Among other things, it's easier to test. Using flatMap you also get the benefit of laziness, since if the first result is empty, nothing else will be evaluated.
When you want to use multiple optionals, you always should use a combination of map and flatMap.
I'm also not using target.getEmail() and target.getName(), those should be safely extracted in createInvite method, since I don't know if they can be nulls or not.
Keeping in mind that Exceptions should not be used in this fashion,
for conciseness you can consider as well:
try {
doSomething( optional1.get(), optional2.get(), optional3.get() );
} catch( NoSuchElementException e ) {
// report, log, do nothing
}
Remember, you can define Classes and Records inline to keep the state explicit and flattened vs. nested using callbacks/closures.
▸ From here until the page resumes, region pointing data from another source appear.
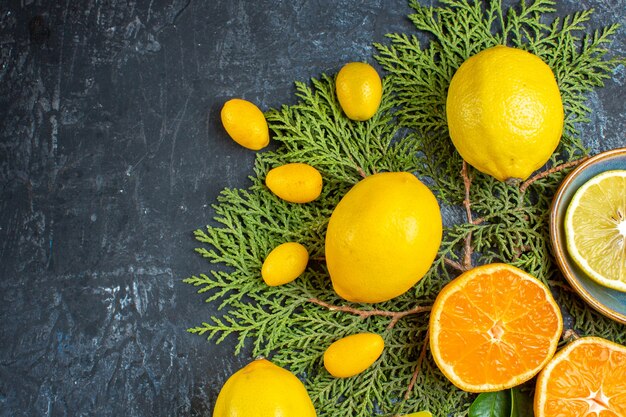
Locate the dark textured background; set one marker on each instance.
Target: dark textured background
(111, 152)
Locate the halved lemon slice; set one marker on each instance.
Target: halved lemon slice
(595, 228)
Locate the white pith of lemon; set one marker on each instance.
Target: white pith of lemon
(595, 228)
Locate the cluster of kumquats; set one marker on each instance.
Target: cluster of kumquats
(493, 327)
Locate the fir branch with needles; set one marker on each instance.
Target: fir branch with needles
(491, 221)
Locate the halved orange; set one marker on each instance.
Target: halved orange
(585, 378)
(493, 327)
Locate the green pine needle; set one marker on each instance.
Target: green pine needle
(290, 324)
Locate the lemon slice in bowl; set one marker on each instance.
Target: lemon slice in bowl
(595, 228)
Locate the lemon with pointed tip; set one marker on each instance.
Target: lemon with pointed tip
(295, 182)
(262, 389)
(504, 112)
(353, 354)
(245, 123)
(359, 90)
(284, 263)
(382, 237)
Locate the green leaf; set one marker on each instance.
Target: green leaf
(408, 133)
(521, 404)
(491, 404)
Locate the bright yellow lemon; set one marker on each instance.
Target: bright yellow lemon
(245, 124)
(353, 354)
(359, 90)
(504, 111)
(382, 237)
(284, 263)
(262, 389)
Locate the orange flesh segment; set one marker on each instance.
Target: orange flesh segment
(495, 327)
(591, 381)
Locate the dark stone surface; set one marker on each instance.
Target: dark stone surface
(111, 152)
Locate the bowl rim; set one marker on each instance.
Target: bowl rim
(558, 251)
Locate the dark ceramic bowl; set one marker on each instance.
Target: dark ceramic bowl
(611, 303)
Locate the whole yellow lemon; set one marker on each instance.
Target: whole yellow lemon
(245, 123)
(284, 263)
(382, 237)
(262, 389)
(353, 354)
(505, 113)
(295, 182)
(359, 90)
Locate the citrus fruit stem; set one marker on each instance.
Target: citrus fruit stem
(395, 315)
(524, 186)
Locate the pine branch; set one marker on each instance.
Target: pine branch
(497, 222)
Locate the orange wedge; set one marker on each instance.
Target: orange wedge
(585, 378)
(493, 327)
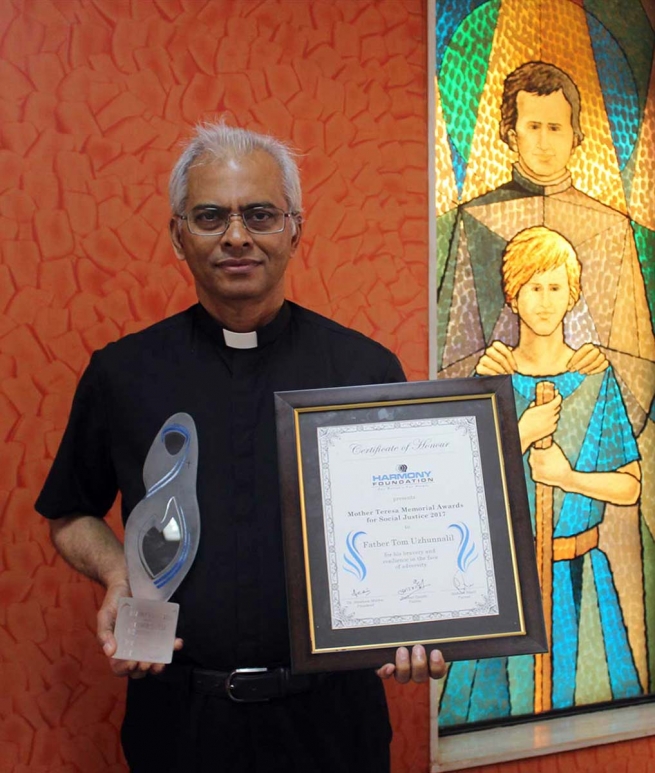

It might seem a bit overkill for a small example like this, but it really helps when each nested 'chain' ends up doing work.
For example, given your 3 Optionals using lombok:
#Value #With class Temp {User target; String source; String eventName;}
maybeTarget
.map(target -> new Temp(target, null, null))
.flatMap(tmp -> maybeSourceName.map(tmp::withSource))
.flatMap(tmp -> maybeEventName.map(tmp::withEventName))
.ifPresent(tmp -> System.out.printf("Hi %s, %s has invited you to %s%n", tmp.target.getName(), tmp.source, tmp.eventName));
You can do the same w/records but you'll have to do a bit more work since you have to copy everything by hand:
record TempRecord(User target, String source, String eventName) {}
maybeTarget
.map(target -> new TempRecord(target, null, null))
.flatMap(tmp -> maybeSourceName.map(source -> new TempRecord(tmp.target, source, null)))
.flatMap(tmp -> maybeEventName.map(eventName -> new TempRecord(tmp.target, tmp.source, eventName)))
.ifPresent(tmp -> System.out.printf("Hi %s, %s has invited you to %s%n", tmp.target.getName(), tmp.source, tmp.eventName));
I've tried to keep the data immutable and functions pure.